October 22, 2018

  • Our maps are all WRONG: The first graphic that shows the world as it really is

    World Map 3

    Take a look at a world map and you’re likely to think that North America and Russia are both larger than Africa.  But in reality Africa is three times bigger than North America and significantly larger than Russia too.

    This strange distortion has been explored by a climate data scientist at the Met Office who has created a two dimensional representation of what the world really looks like.  His incredible map shows that many countries - including Russia, Canada and Greenland - are not nearly as big as we think.

    World Map 5

    The world map distortion is the result of the Mercator projection - the map most commonly seen hanging in classrooms and in text books, which was created in 1596 to help sailors navigate the world.
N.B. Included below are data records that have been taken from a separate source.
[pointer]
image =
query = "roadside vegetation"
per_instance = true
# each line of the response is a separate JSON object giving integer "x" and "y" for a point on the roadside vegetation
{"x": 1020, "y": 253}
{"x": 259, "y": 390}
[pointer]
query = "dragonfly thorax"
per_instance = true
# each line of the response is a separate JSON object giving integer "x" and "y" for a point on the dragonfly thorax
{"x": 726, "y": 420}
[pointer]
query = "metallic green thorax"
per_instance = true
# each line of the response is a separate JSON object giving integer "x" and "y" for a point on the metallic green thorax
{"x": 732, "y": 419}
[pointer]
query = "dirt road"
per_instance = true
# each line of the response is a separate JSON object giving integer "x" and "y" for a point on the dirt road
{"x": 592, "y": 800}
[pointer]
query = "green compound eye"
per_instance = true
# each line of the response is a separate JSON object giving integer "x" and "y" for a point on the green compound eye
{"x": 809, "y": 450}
    The biggest challenge with creating an accurate map is that it is impossible to portray the reality of the spherical world on a flat map – a problem that has troubled cartographers for centuries.  As a result, shapes of world maps have typically been diverse, ranging from hearts to cones.
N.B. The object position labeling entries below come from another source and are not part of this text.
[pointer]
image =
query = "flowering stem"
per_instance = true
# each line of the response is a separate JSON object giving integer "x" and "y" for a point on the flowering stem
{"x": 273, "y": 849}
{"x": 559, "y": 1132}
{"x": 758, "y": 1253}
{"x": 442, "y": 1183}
    But the diversity gradually faded away with one model, invented by Gerardus Mercator in 1596, which surpassed the others.  The familiar 'Mercator' projection gives the right shapes of land masses, but at the cost of distorting their sizes in favour of the wealthy lands to the north.

    World Map 4

    Mr Neil Kaye, a climate data scientist at Met Office, created an accurate world map that shows countries near the northern hemisphere are much smaller than people typically think.  He did this by inputting Met Office data on the sizes of each country into Ggplot, which is a data visualisation package for statistical programming.  He then created the final map using a sterographic projection.  This is a mapping function that projects a sphere onto a plane.

    'There was then some manual tweaking of countries that are closer to the poles.  This demonstrates you can't fit shapes on a sphere back together again once you put them on the flat,' wrote Mr Kaye on Reddit.